Может, влияние латиноамериканской прозы на поколение литераторов, которые придут потом, на уже другом историческом витке, будет более сильным и ярким, нежели нынче. Но вряд ли оно будет исключительным. Ведь мифологией в XX веке писатели многих стран увлекались без всякого напоминания о ней латиноамериканцев. В частности, не выпускала ее из виду австрийская литература, о чем можно судить по вышедшему у нас сборнику "Австрийская новелла". Там не редко обращение к мифу, причем не к классическому, а к мифу народному, местному. Это и объяснимо: австрийская литература как бы находится под покровом немецких романтиков и венской школы музыки, создавшей, между прочим, и "Волшебную флейту" Моцарта.
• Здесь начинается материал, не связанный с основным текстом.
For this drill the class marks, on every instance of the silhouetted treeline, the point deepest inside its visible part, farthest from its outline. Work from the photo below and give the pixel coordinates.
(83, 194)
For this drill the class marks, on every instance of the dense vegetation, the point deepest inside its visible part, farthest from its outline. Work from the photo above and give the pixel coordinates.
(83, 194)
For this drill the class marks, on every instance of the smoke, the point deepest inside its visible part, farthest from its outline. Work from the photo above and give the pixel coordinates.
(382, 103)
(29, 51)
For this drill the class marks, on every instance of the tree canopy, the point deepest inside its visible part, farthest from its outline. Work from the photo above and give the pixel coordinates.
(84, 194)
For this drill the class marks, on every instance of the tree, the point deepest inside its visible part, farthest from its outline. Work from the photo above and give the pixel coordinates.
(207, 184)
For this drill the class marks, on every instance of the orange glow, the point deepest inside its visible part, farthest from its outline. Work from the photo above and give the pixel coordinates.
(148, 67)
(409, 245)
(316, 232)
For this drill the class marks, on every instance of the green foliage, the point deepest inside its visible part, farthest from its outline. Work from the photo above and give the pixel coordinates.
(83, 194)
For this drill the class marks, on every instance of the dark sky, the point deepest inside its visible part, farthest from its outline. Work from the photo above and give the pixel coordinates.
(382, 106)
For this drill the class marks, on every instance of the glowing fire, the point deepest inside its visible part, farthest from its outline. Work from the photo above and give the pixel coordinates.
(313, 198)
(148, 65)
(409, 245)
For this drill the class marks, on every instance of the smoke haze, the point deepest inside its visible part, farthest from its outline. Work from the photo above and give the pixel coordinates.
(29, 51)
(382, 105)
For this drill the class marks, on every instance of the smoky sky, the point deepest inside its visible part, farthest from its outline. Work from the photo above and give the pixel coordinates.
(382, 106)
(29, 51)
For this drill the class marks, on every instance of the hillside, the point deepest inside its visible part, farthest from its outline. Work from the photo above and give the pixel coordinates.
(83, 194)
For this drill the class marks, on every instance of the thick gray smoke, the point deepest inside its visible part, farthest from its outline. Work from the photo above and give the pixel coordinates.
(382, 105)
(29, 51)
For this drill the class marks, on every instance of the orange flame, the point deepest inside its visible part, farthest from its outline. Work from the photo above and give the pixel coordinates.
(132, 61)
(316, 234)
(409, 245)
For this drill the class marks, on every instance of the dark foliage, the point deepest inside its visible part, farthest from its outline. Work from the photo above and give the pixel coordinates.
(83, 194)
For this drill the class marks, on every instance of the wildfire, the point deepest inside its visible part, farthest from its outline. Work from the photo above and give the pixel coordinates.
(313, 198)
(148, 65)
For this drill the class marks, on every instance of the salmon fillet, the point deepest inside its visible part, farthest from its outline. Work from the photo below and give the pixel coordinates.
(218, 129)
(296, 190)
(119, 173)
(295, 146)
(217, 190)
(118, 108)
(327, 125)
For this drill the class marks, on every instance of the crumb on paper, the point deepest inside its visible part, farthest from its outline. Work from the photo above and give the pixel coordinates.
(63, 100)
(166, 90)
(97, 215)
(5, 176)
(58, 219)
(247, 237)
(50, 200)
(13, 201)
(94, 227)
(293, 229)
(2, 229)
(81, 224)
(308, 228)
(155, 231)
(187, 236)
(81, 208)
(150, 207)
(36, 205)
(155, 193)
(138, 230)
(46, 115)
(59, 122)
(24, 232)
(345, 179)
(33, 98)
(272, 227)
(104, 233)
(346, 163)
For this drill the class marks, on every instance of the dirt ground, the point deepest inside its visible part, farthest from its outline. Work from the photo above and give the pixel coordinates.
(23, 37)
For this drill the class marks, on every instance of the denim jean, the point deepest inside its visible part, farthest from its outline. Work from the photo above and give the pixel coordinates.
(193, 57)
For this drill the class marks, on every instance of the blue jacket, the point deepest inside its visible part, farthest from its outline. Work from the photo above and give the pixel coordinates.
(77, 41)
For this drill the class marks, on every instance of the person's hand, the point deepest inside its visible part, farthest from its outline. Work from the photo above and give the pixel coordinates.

И еще. Адамович уже говорил о значении научной фантастики. Она отражает мифологию (или пытается создать ее) именно нашего, XX столетия, с выходом в космос, с удивлениями, радостями или, наоборот, растерянностью человека перед ранее неведомым ему. Научно-фантастическая литература разрослась, много в ней вещей низкосортных, но некоторыми своими произведениями, как Саймака или Лема, она, несомненно, явление культуры и влияет на "обычную" прозу. (Латиноамериканцы пока обращаются к мифам прошлого, к фольклорным мифам.) И вот тот же Айтматов в своем романе "Буранный полустанок" использовал не только фольклорный миф, но и уроки научной фантастики, взяв ситуацию, которая до него разрабатывалась фантастами-специалистами. И такой путь плодотворен.
Все эти соображения и вызвали мое несогласие с отдельными высказываниями. Но вот пока я сейчас говорил, запал как бы исходил из меня, и теперь я ощущаю некую растерянность.
"Океан" латиноамериканской прозы мне на самом деле незнаком. Готовясь к этому разговору и перечитывая Гарсиа Маркеса, Варгаса Льосу, я испытывал увлечение и радость. Может, я слишком категоричен в своих суждениях? Уверен в одном: ежели появится новая публикация латиноамериканского писателя, постараюсь прочесть ее, потому что знаю: скорее всего, это будет литература высокого класса.